Computing Certificates of Strictly Positive Polynomials in Archimedean Quadratic Modules
Weifeng Shang, Jose Abel Castellanos Joo, Chenqi Mou, Deepak Kapur
TL;DR
This work develops a constructive framework for certifying positivity of polynomials within Archimedean quadratic modules by marrying Averkov's positivity transfer with Lasserre's sum-of-squares approximation. It extends these ideas to monogenic modules and arbitrary subsets, provides a constructive Putinar-style proof, and integrates the methods into a practical algorithmic workflow. Extensive experiments show certificates can be obtained in cases where existing tools struggle, often without explicitly adding Archimedean generators. The results advance both the theoretical understanding and practical computation of Positivstellensatz certificates with potential impact on real algebraic geometry and optimization.
Abstract
New results on computing certificates of strictly positive polynomials in Archimedean quadratic modules are presented.
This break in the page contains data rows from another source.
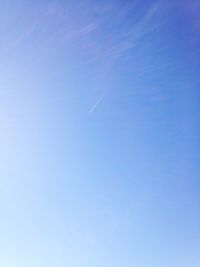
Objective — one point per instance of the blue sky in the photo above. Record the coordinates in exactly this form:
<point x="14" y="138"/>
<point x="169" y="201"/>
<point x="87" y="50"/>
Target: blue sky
<point x="99" y="127"/>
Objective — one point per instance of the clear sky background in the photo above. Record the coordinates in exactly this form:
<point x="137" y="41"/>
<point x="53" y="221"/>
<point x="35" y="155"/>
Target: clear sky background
<point x="99" y="133"/>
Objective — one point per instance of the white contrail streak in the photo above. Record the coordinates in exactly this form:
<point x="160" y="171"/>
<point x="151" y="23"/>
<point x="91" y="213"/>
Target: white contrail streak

The results build upon (i) Averkov's method for generating a strictly positive polynomial for which a membership certificate can be more easily computed than the input polynomial whose certificate is being sought, and (ii) Lasserre's method for generating a certificate by successively approximating a nonnegative polynomial by sums of squares. First, a fully constructive method based on Averkov's result is given by providing details about the parameters; further, his result is extended to work on arbitrary subsets, in particular, the whole Euclidean space $\mathbb{R}^n$, producing globally strictly positive polynomials. Second, Lasserre's method is integrated with the extended Averkov construction to generate certificates. Third, the methods have been implemented and their effectiveness is illustrated. Examples are given on which the existing software package RealCertify appears to struggle, whereas the proposed method succeeds in generating certificates. Several situations are identified where an Archimedean polynomial does not have to be explicitly included in a set of generators of an Archimedean quadratic module. Unlike other approaches for addressing the problem of computing certificates, the methods/approach presented is easier to understand as well as implement.